Es stimmt: Ein Schwager ist ein angeheirateter Verwandter. Aber mit dem Wort «Schwager» wurden im Zusammenhang mit Kutschenfahrten  mitnichten familiäre Verhältnisse wiedergegeben. Die zitierten Beispiele aus den beiden lyrischen Werken sagen etwas ganz anderes aus, nämlich, dass «Schwager» noch eine weitere Bedeutung hatte, jene für «Kutscher», für «Postillion» – für jenen Mann also, der auf dem Bock sass. Wie kam das?

Das Ohr schafft sich seine eigenen Wörter
«Schwager» sei eine Verballhornung des französischen Wortes «chevalier» (Reiter, Ritter), schreibt das Online-Portal «pferdekutscher.de». Die Nachrichtenübermittlung, die Briefbeförderung von Ort zu Ort, wurde vor langer Zeit von Postreitern besorgt. Erst später kamen Kutschen auf.

Das Ohr deutet fremd klingende Laute allmählich um, bis die Einheimischen aus einem solchen Prozess neue Wörter geformt haben. So entstand denn nach übereinstimmenden Quellen aus «chevalier» und dem italienischen «cavaliere» (ebenfalls: Reiter) im oberdeutschen Sprachbereich nach und nach «Schwalger», im schweizerischen Raum «Schewalger». In der deutschen Sprache setzte sich demnach schliesslich «Schwager» durch. Viel geläufiger für den Gespannführer eines Pferdefuhrwerks, den Kutscher mit Postkutsche, wurde allerdings das Wort «Postillion».

Der letzte Postillion: ein Gerippe
In Baumbachs Gedicht geniesst der Passagier vorne hoch auf dem gelben Wagen, der Postkutsche, der neben dem Schwager sitzt, die Fahrt.
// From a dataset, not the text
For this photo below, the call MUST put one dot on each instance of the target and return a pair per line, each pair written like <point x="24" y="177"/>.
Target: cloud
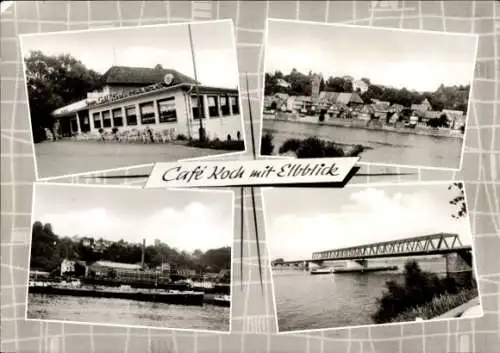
<point x="370" y="216"/>
<point x="195" y="226"/>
Gerne möchte er da oder dort verweilen, «aber der Wagen, der rollt». Dieser Wagen ist letztlich die Zeit, die unaufhaltsam zerrinnt; keiner kann sich dieser Zeitreise  entziehen, keiner kann die Uhr stoppen, jedes Verweilen an schönem Ort ist befristet, wir müssen unaufhaltsam weiter. Jener, der unsere letzte Reise lenkt, wird ein Gerippe sein, mit «Stundenglas statt Horn»: der Tod, der uns aus dem Leben führen wird; darauf weist Baumbach am Schluss hin.

An den Tod erinnert auch Lenaus Poesiestück: Bei einem Friedhof hält der Schwager an, eben «stiller jetzt und trüber», wie der Fahrgast bemerkt. Der Grund: Der Schwager will einen toten Kameraden, einen andern Postillion, ehren, und den Klang des Horns hat der Mitfahrende danach noch lange im Ohr, als Mahnung an die Vergänglichkeit des Menschen.